De plus, n'oublions pas que la fausse couche peut être un hasard, mais aussi un souci chez la maman ou encore un souci chez le papa. Les fausses couches laissent planer cette question terrible: suis-je capable de donner la vie? C'est très dur pour nous, ça l'est autant pour eux, voire plus. Ils y tiennent, à leur virilité ces messieurs, et la fertilité en est au centre. C'est ce noyau de leur identité masculine, ce secret bien caché, leur fierté au premier cri de leur bébé. Que pense un homme dont chaque début de vie se termine brutalement? Evidemment qu'ils s'en posent des questions, et elles font peur, ces questions...
Je finirai cet article en remerciant de tout coeur celles dont je reçois en privé des compliments et soutiens concernant ce blog.

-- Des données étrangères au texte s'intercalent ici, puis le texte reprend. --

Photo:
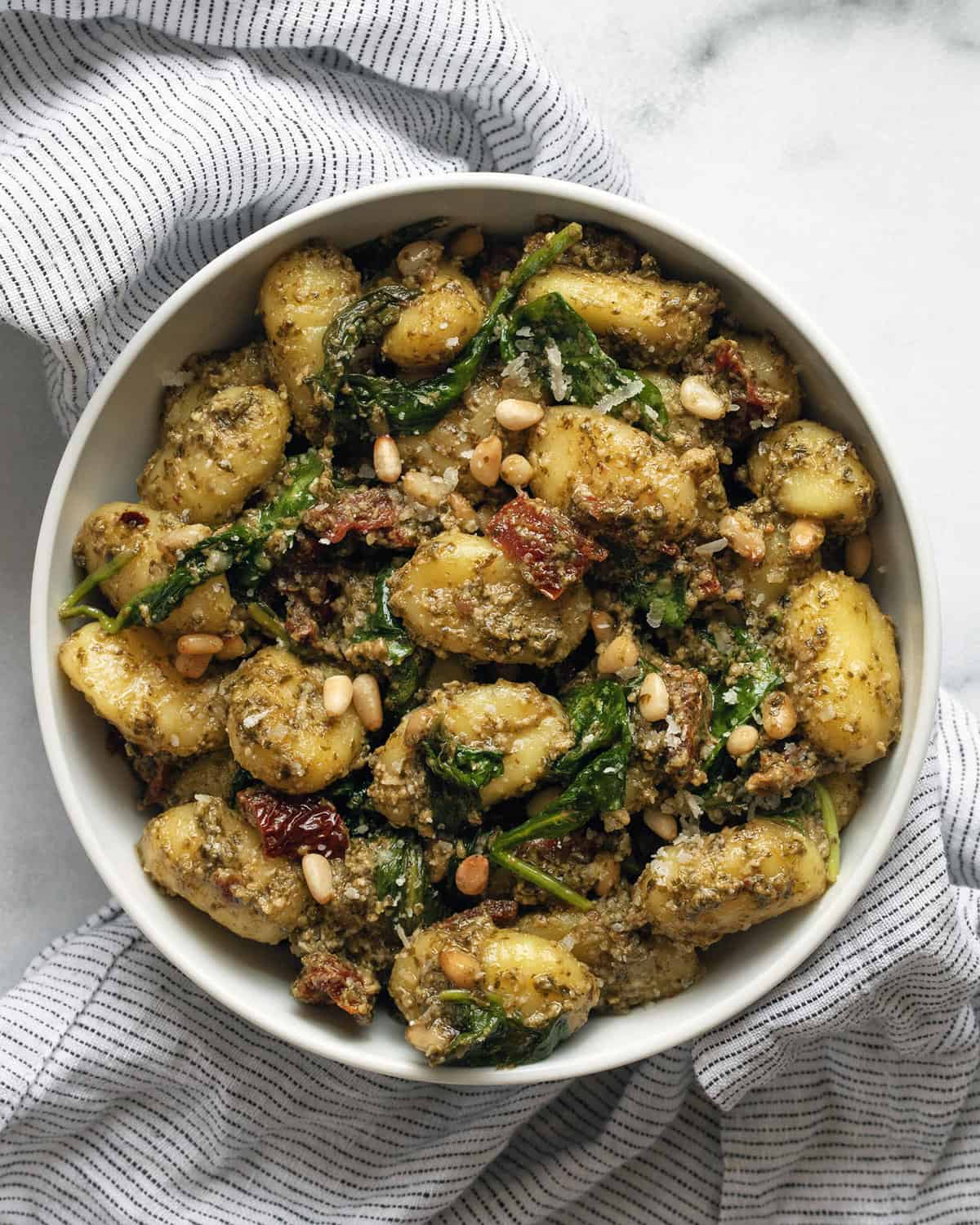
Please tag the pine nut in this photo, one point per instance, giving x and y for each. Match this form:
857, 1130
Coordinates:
424, 489
805, 537
620, 653
193, 666
858, 555
183, 538
368, 701
467, 244
416, 725
653, 698
465, 514
607, 874
778, 715
701, 399
485, 461
539, 801
462, 969
603, 626
416, 257
338, 693
661, 823
742, 740
700, 463
198, 644
387, 460
472, 875
519, 414
318, 876
233, 647
516, 470
745, 539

Ma plume n'a pas la prétention d'être extraordinaire, seulement authentique, afin de lever ce tabou qui n'a pas lieu d'être. Me sentir comprise et encouragée me fait du bien, car mon estime de moi-même en a aussi pris un coup, dans tout ça, et de base déjà elle n'a jamais volé bien haut.
Petit proverbe aux couples en deuil: Une joie partagée est une double joie, un chagrin partagé est un demi-chagrin.